Так ворковали в добром старом девятнадцатом веке, когда Россия просветленно веровала в гордые предначертания своих пророков, а воздух ее еще не был пропитан миазмами ненависти и страха. Молодое поколение тоже было не чуждо нерастаявшим отзвукам вчерашнего, хотя куда лучше слушало сегодняшнее, но благодать, обретенная в канун величайшего потрясения, ничем пока не омрачалась. Старшие упивались любовью и нежностью, а сестры, уложив детей, до глухой ночи гадали, что их ждет в реальном завтрашнем дне. Деревня бурлила слухами, и Татьяна, старательно продолжавшая дело невесть куда сгинувшего Федоса Платоновича, доставляла их из новенькой, еще пахнувшей свежим деревом школы.

— Землю будут отбирать.

— Господи, сколько ее у тети, этой земли. Все равно аренду никто не платит.
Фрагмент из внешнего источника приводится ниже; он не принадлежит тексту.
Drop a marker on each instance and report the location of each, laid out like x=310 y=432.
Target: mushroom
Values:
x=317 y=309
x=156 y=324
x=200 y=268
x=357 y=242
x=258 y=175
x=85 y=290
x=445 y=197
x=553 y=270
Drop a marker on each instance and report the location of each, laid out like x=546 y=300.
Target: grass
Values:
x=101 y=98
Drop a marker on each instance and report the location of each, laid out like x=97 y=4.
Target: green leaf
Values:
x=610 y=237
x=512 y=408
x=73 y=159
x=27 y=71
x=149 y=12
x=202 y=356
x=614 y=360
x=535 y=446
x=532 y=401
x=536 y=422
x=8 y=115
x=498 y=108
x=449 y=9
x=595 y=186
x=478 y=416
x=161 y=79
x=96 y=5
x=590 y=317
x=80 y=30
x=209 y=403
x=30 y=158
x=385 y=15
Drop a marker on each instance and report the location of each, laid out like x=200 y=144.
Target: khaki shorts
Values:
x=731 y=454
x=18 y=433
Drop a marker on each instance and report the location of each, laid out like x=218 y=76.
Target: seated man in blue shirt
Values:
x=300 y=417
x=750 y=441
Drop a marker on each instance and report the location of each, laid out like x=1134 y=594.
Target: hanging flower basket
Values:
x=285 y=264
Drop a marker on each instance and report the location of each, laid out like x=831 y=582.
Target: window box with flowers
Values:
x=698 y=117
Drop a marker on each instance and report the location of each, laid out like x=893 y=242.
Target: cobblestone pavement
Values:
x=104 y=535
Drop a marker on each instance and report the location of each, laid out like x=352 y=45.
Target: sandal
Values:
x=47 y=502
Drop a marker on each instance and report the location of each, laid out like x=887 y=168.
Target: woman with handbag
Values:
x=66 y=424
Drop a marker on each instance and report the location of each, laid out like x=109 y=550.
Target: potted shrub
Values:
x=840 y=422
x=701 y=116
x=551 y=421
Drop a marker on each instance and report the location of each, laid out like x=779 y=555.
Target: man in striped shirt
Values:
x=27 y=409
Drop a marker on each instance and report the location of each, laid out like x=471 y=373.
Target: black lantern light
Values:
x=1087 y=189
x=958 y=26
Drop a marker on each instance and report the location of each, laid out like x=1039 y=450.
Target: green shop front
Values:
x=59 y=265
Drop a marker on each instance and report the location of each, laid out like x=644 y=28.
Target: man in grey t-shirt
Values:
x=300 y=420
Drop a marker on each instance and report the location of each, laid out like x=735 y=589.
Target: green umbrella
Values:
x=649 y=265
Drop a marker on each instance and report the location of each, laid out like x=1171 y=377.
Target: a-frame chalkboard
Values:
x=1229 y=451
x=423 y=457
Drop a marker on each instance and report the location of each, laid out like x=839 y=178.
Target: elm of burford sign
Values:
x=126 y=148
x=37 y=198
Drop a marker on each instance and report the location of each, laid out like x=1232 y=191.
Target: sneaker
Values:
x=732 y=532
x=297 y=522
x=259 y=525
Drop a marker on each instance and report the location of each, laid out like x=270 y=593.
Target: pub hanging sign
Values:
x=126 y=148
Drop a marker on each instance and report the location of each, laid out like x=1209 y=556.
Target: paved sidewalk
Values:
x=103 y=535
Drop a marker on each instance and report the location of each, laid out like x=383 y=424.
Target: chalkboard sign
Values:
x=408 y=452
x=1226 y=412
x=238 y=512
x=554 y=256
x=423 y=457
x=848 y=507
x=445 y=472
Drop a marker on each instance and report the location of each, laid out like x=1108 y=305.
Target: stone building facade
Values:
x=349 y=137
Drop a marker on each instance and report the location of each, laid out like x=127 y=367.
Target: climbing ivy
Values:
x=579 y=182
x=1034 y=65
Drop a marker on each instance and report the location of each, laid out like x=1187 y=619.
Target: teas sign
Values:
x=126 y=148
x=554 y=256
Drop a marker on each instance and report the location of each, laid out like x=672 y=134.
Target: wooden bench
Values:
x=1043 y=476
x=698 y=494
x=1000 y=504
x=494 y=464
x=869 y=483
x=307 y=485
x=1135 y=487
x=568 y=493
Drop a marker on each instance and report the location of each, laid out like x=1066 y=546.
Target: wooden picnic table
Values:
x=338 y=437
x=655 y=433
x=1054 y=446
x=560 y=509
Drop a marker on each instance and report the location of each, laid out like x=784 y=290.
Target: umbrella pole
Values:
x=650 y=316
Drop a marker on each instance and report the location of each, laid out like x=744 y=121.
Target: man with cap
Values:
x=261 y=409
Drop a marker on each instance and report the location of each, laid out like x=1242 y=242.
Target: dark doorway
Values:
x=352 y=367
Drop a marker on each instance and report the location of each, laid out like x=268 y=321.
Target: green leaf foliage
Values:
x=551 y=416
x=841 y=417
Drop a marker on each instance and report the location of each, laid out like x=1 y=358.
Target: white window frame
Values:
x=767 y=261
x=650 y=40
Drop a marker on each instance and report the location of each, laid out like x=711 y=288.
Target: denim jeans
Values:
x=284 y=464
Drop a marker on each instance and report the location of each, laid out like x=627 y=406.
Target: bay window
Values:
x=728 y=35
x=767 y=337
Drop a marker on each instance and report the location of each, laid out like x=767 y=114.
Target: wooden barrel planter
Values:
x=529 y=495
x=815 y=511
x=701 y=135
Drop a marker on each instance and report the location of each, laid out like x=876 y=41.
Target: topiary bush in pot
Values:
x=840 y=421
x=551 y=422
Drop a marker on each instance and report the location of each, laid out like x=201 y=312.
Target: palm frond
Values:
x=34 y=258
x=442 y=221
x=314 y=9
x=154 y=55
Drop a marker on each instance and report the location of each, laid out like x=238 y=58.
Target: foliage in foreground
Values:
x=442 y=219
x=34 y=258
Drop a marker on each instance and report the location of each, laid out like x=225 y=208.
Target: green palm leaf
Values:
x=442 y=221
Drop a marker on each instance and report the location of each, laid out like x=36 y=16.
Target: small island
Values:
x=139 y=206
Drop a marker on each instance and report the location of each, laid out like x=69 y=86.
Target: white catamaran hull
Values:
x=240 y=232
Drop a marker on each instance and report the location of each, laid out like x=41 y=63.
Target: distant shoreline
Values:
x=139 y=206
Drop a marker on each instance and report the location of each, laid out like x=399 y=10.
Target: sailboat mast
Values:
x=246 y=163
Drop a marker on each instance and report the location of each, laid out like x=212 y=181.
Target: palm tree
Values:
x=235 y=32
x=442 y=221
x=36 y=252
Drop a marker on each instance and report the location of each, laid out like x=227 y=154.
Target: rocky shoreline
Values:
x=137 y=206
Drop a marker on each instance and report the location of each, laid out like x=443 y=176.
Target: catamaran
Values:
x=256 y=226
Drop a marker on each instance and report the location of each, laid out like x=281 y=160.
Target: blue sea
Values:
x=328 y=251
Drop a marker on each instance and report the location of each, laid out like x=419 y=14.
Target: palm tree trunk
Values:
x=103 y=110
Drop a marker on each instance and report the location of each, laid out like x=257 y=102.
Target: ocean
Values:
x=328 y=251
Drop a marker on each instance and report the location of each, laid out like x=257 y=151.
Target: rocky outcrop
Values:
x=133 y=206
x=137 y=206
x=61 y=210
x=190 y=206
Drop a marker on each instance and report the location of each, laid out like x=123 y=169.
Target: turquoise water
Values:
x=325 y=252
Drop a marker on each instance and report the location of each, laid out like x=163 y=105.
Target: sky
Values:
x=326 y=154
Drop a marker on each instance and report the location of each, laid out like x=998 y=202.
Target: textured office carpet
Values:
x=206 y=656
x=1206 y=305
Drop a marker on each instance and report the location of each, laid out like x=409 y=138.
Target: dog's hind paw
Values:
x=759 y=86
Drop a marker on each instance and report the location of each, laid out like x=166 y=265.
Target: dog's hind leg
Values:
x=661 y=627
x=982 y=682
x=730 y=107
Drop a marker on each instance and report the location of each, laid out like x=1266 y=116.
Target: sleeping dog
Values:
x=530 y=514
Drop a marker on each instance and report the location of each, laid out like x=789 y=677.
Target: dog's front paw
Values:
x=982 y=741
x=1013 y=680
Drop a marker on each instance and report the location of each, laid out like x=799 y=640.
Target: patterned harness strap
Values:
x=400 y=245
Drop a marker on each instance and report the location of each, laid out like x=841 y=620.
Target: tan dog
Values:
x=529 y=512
— Земля — самое главное, как ты этого не понимаешь. Завтра земля, послезавтра — лес, через неделю — усадьба.

— Пусть, пусть, пусть. Может быть, это справедливо.

— А чем мы будем кормить детей?

— Мы?.. Мы будем служить.

— Где? Каким образом? Что ты умеешь делать?

— Я? Я могу учить французскому. Или музыке.

— И ты полагаешь, что за это в Княжом тебе положат жалованье?

— Разве офицерское жалованье Леонида тоже отберут?

— Говорят, принят какой-то декрет о мире, и армия будет распущена.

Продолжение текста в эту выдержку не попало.